Big O Notation?

Big O Notation?
Are we building turtles?

For beginner and those considering investing some time into the study of computer science, this question serves as the start of a different way to look at solving problems. Maybe the term is familiar; if it isn't, let's fix that.

Complexity Analysis

Complexity analysis is a way to measure the efficiency of an algorithm. It describes the relationship between the size of the input and the number of operations required to solve a problem. In other words, it tells us how the running time of an algorithm grows as the size of the input increases.

Big O Notation

The most common way to express the complexity of an algorithm is using Big O notation. Big O notation describes the upper bound on the number of operations required by an algorithm. It tells us the worst-case scenario for the number of operations required to solve a problem, regardless of the actual input.

For example, let's say we have an algorithm that takes an array of integers and finds the largest number in the array. The number of operations required to solve this problem will be directly proportional to the size of the array. If the array has 10 elements, the algorithm will take 10 operations. If the array has 100 elements, the algorithm will take 100 operations. In Big O notation, we would say that the complexity of this algorithm is O(n), where n is the size of the array.

There are several common complexities that you will come across when analyzing algorithms. Here are a few:

Constant time: O(1)

The number of operations required to solve the problem does not change as the size of the input increases.

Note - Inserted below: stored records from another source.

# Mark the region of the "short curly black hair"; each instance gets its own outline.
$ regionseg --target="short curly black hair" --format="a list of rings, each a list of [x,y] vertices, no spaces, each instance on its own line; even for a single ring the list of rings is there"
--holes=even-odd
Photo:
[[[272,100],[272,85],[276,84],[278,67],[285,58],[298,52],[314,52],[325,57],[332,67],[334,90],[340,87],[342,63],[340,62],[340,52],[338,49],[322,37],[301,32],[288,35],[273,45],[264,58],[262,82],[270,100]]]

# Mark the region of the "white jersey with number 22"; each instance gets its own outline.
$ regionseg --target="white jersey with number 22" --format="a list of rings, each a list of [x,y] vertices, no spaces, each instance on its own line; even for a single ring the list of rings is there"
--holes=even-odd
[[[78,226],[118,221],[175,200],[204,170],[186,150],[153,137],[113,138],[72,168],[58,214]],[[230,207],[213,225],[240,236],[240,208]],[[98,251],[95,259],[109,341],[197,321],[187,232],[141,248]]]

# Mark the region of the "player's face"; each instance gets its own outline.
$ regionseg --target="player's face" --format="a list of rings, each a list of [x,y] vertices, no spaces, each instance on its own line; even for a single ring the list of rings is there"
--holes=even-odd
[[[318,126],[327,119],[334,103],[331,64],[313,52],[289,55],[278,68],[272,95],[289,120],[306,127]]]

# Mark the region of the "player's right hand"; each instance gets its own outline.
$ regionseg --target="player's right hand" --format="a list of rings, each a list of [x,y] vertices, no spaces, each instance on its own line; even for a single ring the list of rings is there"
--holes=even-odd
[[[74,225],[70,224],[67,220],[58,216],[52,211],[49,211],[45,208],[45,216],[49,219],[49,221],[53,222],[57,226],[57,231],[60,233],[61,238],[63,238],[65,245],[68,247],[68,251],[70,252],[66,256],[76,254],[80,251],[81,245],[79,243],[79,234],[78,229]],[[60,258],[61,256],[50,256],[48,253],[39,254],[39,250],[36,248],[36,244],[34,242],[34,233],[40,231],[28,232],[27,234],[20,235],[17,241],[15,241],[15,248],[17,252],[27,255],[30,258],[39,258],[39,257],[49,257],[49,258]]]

Logarithmic time: O(log n)

The number of operations required to solve the problem increases logarithmically with the size of the input.

Linear time: O(n)

The number of operations required to solve the problem is directly proportional to the size of the input.

Log-linear time: O(n log n)

The number of operations required to solve the problem is a logarithmic function of the size of the input.

Quadratic time: O(n^2)

The number of operations required to solve the problem is a square function of the size of the input.

When analyzing algorithms, it's important to keep in mind that Big O notation describes the worst-case scenario. There may be cases where the actual number of operations required is much less than the upper bound described by Big O notation.

In summation, Big O notation is a way to measure the efficiency of an algorithm by describing the relationship between the size of the input and the number of operations required to solve a problem. It helps us to understand how the running time of an algorithm grows as the size of the input increases. By understanding the complexities of different algorithms, we can make informed decisions about which algorithm to use for a given problem.